Так я понял, что мои аммониты никуда не делись, только приобрели новую форму. В шорохе шин я слышал отчетливый перестук деревянных колес и лошадиных копыт, в шагах прохожих — шелест пышных юбок, на вывесках проступала невидимая ять; как и прежде, я погружался в собственные мысли, а чтобы не утонуть в них совсем, воображал, что снимаю слои с окружающего меня пространства, как моток пленки разматываю годичные кольца у деревьев, как опытный геолог поднимаю пласты с земли: парадная тротуарная плитка, изъеденный временем асфальт, дробленая брусчатка мостовой, насыпная порода, зыбкая почва, болотистая топь…
А потом появилась Вера. Среди магистрантов, исповедующих науку, найти единоверца легко и одновременно сложно. Вы говорите на одном языке, используете одну и ту же терминологию, читаете одни и те же книги, ходите на одни и те же лекции, присутствуете на одних и тех же семинарах, а потом оказывается, что одному близки принципы капитализма, а другому — коммунизма. Вот и не сложилась дружба. Вера же смотрела на все эти споры через призму истории, не вставая ни на одну из сторон. А еще Вера изучала Революцию.
 — Вер, а Вер, а ты за красных или за белых? — подшучивали над ней на конференциях.
 — Не придерживаюсь оценочных суждений, — гордо отвечала Вера.
В этом и была вся она. Это мне в ней и нравилось.
Мы стали общаться после того, как у нее полетел ноутбук. Вернуть машину в строй было просто, но Вера так искренне меня благодарила, что я, давно отвыкший от доброго слова, был смущен.
 — Работал когда-то сисадмином, — сказал я, запуская систему.
 — Серьезно? — удивилась она.
Ее удивляло, что я переехал из Москвы в Петербург, променял крепкое офисное кресло на шаткий статус вольного слушателя, ушел от перспективного программного обеспечения в абстрактную науку… А я только отшучивался, не зная, как рассказать ей об истинных причинах этих перемен, хотя и понимал, что рано или поздно мне придется или сделать это, или свести общение к минимуму.
 — Знаешь, — говорила мне Вера, — в жизни не пошла бы в науку, умей я что-нибудь другое. Но я не тяну ничего, кроме истории, вот и стараюсь изо всех сил.

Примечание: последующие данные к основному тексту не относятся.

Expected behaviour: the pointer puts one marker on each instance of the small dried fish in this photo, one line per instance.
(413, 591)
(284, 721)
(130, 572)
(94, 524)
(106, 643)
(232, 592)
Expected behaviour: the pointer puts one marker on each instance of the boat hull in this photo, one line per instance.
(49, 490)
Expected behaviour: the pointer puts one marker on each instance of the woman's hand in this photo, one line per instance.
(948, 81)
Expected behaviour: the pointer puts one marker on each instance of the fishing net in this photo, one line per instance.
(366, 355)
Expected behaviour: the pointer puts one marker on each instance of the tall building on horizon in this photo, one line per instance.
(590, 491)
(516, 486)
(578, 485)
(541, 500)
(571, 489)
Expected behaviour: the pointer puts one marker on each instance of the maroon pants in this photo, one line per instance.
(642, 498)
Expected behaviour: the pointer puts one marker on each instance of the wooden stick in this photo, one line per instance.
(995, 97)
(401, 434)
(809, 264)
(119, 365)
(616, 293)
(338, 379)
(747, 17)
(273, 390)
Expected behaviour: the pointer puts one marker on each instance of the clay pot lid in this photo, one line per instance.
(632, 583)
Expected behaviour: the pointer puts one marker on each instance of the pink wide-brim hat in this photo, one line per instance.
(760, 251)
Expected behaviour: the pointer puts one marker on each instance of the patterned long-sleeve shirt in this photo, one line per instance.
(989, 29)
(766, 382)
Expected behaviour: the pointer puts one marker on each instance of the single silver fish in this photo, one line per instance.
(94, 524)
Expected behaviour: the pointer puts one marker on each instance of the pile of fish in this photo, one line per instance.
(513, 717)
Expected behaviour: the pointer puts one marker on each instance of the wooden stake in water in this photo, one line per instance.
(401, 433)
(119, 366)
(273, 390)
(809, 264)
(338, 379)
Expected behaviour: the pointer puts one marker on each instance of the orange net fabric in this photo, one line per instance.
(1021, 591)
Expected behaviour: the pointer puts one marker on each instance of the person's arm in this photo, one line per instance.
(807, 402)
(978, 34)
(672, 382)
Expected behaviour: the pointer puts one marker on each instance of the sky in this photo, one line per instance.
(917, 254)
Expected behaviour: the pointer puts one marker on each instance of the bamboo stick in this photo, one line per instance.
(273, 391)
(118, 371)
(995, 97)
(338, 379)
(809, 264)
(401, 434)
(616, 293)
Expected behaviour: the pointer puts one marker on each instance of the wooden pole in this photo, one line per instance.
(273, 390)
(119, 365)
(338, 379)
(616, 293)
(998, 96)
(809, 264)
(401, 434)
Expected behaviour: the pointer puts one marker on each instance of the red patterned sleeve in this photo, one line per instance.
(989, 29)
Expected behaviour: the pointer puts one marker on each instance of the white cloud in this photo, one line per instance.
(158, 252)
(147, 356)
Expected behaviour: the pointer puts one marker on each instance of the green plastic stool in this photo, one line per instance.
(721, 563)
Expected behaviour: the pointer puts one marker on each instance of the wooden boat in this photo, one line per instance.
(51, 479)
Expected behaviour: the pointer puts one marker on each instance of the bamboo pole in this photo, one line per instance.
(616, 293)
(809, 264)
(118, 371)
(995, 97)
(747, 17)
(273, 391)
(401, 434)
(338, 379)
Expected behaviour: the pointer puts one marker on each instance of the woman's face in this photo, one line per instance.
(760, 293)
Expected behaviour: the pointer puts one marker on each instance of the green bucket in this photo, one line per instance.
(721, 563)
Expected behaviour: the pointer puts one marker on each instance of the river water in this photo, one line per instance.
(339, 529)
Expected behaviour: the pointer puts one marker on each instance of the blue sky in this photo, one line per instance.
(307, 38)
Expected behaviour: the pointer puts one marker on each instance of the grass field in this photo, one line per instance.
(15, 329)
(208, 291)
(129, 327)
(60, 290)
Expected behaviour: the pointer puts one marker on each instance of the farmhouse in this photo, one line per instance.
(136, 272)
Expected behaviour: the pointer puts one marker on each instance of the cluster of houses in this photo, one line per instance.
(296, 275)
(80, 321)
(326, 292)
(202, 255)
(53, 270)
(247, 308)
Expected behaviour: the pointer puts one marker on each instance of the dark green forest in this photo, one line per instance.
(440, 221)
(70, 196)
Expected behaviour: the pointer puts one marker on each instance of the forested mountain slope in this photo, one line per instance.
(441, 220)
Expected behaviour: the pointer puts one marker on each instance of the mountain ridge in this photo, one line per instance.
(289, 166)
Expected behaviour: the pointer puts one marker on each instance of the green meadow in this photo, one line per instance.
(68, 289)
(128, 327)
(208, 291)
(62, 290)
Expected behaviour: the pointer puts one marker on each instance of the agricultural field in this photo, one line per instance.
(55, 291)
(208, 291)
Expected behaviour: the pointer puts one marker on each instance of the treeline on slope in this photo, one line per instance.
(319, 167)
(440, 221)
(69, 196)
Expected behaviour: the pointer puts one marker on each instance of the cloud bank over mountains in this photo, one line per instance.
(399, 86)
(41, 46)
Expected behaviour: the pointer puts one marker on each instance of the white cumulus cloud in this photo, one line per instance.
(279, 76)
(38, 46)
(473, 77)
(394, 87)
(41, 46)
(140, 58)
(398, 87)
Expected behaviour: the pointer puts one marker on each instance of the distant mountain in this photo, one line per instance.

В тот же вечер я провожал ее до Васильевского острова, где она жила. И Вера говорила так красиво, будто понаписанному или, наоборот, записывать хотелось за ней.
 — Помнишь кадры из фильма Эйзенштейна? — спросила она, когда мы пересекали Дворцовую площадь. — Эти великолепные сцены штурма Зимнего! А ведь их многие принимали за документальную хронику…
Перед моими глазами отчетливо встали кадры с матросом, отважно карабкающимся по решетке главных ворот.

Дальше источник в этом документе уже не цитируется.